Exhaustion: A History
Writer and broadcaster Philip Ball charts the forgotten story of exhaustion - from desert monks to today’s world of work - to discover if we're really more tired now than ever.
Are we really more exhausted today than we have ever been before? Writer and broadcaster Philip Ball sets out on a journey to discover a forgotten history of listlessness, burn-out and fatigue.
The story he uncovers reveals modern concerns with being tired out, that can feel unique to our time, have in fact been shared by many previous generations that also claimed to be ages of exhaustion.
From Ancient Greek bodily concerns with imbalances in the four humours, to spiritual failings of desert dwelling monks of early Christianity.

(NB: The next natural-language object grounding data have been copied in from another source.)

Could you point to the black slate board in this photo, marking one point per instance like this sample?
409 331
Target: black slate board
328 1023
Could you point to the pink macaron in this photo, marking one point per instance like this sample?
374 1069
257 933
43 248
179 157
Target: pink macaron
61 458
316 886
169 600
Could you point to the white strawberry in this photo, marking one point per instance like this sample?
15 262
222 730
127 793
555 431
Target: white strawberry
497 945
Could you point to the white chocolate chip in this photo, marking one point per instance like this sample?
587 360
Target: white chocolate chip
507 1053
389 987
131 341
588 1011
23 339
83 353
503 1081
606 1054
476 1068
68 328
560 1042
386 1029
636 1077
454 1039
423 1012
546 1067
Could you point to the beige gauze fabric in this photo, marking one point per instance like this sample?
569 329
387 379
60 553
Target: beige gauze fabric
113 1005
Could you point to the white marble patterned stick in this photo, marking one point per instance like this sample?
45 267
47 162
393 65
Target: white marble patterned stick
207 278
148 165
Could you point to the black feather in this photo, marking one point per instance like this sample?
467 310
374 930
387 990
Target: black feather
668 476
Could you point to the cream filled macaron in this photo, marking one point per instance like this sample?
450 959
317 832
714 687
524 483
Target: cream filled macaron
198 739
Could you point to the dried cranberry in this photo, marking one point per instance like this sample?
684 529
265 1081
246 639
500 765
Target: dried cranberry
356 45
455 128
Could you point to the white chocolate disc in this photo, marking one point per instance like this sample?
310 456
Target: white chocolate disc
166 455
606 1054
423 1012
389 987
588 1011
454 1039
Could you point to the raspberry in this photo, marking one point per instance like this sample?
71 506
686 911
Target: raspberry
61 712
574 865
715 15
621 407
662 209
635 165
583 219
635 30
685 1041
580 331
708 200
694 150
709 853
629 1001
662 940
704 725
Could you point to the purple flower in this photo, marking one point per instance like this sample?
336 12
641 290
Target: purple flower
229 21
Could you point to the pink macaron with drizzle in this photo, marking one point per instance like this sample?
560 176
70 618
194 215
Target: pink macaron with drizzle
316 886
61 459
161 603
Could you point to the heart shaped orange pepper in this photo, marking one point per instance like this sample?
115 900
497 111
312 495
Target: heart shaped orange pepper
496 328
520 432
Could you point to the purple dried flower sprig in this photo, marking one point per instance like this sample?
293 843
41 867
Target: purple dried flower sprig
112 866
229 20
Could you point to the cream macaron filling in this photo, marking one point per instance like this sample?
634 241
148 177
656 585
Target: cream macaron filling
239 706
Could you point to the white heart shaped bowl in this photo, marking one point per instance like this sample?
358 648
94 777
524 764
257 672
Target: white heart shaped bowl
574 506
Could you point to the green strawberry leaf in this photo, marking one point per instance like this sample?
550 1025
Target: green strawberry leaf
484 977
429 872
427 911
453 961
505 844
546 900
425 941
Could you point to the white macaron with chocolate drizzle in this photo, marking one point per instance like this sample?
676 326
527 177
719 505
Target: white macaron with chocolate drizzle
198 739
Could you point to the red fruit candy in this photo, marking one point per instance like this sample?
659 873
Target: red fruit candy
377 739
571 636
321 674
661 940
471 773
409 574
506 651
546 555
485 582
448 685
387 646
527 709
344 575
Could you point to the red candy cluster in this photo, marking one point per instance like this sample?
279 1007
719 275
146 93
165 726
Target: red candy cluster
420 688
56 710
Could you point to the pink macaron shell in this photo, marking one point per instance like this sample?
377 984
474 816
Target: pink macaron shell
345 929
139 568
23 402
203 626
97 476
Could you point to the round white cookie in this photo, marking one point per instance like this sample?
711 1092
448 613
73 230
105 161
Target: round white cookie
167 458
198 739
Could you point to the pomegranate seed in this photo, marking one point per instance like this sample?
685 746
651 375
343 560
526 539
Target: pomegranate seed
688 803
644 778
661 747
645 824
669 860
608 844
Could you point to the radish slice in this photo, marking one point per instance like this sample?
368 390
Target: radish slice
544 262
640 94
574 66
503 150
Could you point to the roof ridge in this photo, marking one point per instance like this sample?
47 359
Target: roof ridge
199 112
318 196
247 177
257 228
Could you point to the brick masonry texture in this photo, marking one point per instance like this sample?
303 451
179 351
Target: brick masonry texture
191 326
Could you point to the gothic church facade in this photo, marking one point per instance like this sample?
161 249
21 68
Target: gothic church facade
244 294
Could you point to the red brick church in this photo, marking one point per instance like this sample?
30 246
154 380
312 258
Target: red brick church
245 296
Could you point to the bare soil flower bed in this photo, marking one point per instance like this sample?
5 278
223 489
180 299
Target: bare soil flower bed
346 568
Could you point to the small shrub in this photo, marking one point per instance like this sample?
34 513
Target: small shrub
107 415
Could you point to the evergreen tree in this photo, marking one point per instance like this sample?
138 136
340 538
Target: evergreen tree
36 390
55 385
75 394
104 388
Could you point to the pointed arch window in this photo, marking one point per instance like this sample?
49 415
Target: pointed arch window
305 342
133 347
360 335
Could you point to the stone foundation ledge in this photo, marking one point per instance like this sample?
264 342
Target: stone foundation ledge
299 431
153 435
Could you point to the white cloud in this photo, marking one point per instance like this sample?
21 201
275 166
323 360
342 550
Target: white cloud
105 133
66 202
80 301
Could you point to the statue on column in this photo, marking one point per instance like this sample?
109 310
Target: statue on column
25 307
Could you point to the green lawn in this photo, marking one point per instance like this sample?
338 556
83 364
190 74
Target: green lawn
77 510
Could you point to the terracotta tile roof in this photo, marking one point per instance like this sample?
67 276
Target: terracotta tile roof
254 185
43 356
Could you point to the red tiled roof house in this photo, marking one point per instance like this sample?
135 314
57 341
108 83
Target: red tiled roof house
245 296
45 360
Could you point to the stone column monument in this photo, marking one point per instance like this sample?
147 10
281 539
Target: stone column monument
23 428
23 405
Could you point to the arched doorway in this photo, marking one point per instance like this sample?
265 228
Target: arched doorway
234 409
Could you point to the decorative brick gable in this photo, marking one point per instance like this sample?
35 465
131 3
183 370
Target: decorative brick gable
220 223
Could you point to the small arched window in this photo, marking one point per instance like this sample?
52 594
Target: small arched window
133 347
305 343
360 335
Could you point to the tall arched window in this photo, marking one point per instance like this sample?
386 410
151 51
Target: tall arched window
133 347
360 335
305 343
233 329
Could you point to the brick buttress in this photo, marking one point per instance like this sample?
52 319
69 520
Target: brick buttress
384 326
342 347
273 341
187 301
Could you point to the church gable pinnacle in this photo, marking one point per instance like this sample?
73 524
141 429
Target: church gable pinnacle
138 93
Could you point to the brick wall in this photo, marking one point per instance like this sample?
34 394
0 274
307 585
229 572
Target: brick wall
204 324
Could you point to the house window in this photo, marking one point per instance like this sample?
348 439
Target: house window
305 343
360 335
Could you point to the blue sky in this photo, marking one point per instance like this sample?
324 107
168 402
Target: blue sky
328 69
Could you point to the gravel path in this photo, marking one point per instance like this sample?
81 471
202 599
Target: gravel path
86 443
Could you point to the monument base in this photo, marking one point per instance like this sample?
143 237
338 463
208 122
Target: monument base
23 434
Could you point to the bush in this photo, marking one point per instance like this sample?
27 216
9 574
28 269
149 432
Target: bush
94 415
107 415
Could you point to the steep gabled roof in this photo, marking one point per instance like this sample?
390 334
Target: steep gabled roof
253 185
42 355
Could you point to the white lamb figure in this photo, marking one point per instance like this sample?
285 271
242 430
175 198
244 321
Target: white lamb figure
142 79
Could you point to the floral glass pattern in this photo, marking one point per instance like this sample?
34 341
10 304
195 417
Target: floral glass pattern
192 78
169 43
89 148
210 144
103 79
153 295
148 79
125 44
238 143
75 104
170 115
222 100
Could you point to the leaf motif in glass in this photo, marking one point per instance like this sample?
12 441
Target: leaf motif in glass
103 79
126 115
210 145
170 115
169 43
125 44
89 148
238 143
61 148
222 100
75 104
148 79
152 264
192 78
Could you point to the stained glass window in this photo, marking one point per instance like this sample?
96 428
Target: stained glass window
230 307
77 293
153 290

From celestial bodies of Renaissance thinking, to the moralistic sexual messages of the 18th and 19th century Vampires. What does exhaustion show us about our preoccupations of the past?
As we arrive at the industrial revolution and the rhythms of contemporary life start to change, it’s the exhaustion of the outside world that comes into play. Yet the age old prejudices of class, sex and race continue in its interpretations.
Today, listlessness and burnout still serve as a bridge to our wider anxieties. But are brand new stakes in the history of exhaustion entering the fray? Our depleted world, sapped of its resources, desperately seeks new sources of energy. Is civilisation and our planet now jeopardised by exhaustion too?